国・厚生労働省は集団予防接種・ツベルクリン反応検査により、40万人から45万人がB型肝炎に感染したと推定しています。

この40万人から45万人という数字は、集団予防接種・ツベルクリン反応検査で感染したと推定される人数を厚生労働省が計算したものです。

B型肝炎訴訟を提訴する3つの条件のうちの1つは、1941年7月2日~1988年1月27日の間に生まれていることです。

これは、1941年7月1日の予防接種法施行時以降に7歳未満であったことと、1988年以降の集団予防接種に於いては感染する可能性が無くなったことが理由です。

つまり、この間に小学校や地域の保健所で集団予防接種・ツベルクリン反応検査を受けた人数を割出し、その人数にB型肝炎ウィルスの感染率を掛け合わせた数字が40万人から45万人という数字で言わば机上の計算で導き出した数字に過ぎません。

そして、言うまでもなく、国・厚生労働省はB型肝炎訴訟に於いては被告の立場です。

したがって、国・厚生労働省が推計したB型肝炎感染者の40万人から45万人という数字は、むしろ低めに推計した数字と考えた方が良いのかもしれません。

ですので、実際にはもっと多くの感染者が存在するかもしれません。

2016年7月1日現在で全国B型肝炎訴訟原告団を経由して提訴した原告被害者は20,705名に上っています。また、2016年7月1日現在で全国B型肝炎訴訟原告団を経由して和解を勝ち取った原告被害者は15,074名に上っています。

この数字に全国の各弁護士事務所経由で提訴した原告被害者数を加えても、原告被害者の総数は3万人程度と推計されます。

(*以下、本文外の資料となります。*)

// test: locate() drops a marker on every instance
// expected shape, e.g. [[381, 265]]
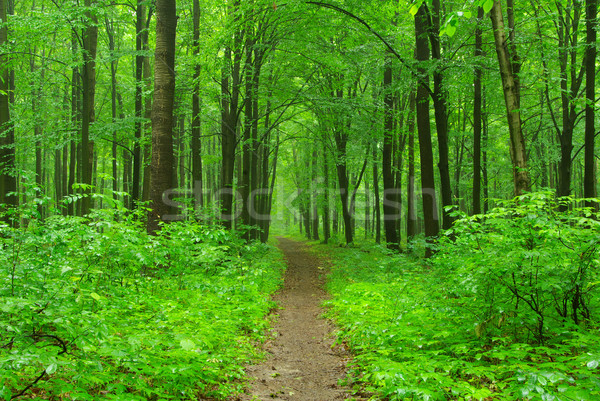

また、和解を勝ち取った原告被害者は2万人に満たない人数の筈です。

したがって、少なくとも37万人から42万人のB型肝炎ウィルス感染者の方々は、未だ提訴していないのが現状です。

この中には数千人の提訴を準備する方々が含まれるとしても、少なくとも36万人以上の方々は提訴の準備もしていません。

この少なくとも36万人以上の方々の中で、自分がB型肝炎ウィルスの感染者であることを既に知っている人は私達が心配する必要は無いかもしれません。

中にはB型肝炎訴訟のことを知りつつも、未だ発症していないため様子を見ている方々も少なくないと考えられます。

つまり、提訴は万が一の発症の後でも遅くは無いと考えているかもしれません。

しかし、最も問題なのは自分が集団予防接種時の感染被害者であることを知らない方々で、いまだこの様な方々が数万人規模で存在すると思われます。

現在、健康診断や人間ドックを受診すれば、B型肝炎の感染は簡単に判ります。

したがって、自分が集団予防接種時の感染被害者であることを知らない方々は、長期間、健康診断や人間ドックを受診していない方々と考えられます。

例えば、専業主婦の方々や農水産業の方々・自営業者の方々・アルバイト・フリーター・自由業の方々などが考えられます。

どうして国は情報の周知徹底を行わないのでしょうか?

国・厚生労働省は集団予防接種・ツベルクリン反応検査により、40万人から45万人がB型肝炎に感染したことについての情報の周知徹底を行っていると言っています。

また、B型肝炎訴訟についても情報の周知徹底を行っていると言っています。

しかし、私達・原告被害者が見た感想は、決して国・厚生労働省が情報の周知徹底を行っているとは思えないのです。

もちろん、厚生労働省のホームページでは、B型肝炎訴訟についての情報が提供されていることは事実です。しかし、それだけで国・厚生労働省が積極的に情報の周知徹底を行っているかと言えば、それは甚だ疑問です。

つまり、国・厚生労働省は集団予防接種・ツベルクリン反応検査により40万人から45万人がB型肝炎に感染したことや、B型肝炎訴訟を提訴すれば給付金が支払われることを様々なチャネルを通じて積極的に周知徹底しようとしていません。

誤りを認めたがらない

その理由の1つ目は、B型肝炎訴訟はあくまでも国・厚生労働省の過去の不作為により感染が拡大した人災の訳で、この事実をプライドの高い厚生官僚が積極的に周知徹底したい筈はありません。

むしろ、できることなら、フタをして隠してしまいたい過去の汚点なのです。

予算上の問題

また、積極的に周知徹底しない理由の2つ目は予算の問題です。

現在、我が国の社会保障費は何もしなくとも年間1兆円以上増加すると言われています。

そんな緊縮財政の中でB型肝炎訴訟の和解が増えれば、数千億円~兆円単位の予算が必要になります。
つまり、その様な事情から国・厚生労働省は最低限度の情報提供しか行えないと考えられます。

今後、どんな恒久対策が考えられるのでしょうか?

厚生労働省の官僚の机上の発想を超えて私達・原告被害者が素朴な疑問として感じるのは、なぜ、テレビを通じてB型肝炎訴訟についての情報が提供されないのかということです。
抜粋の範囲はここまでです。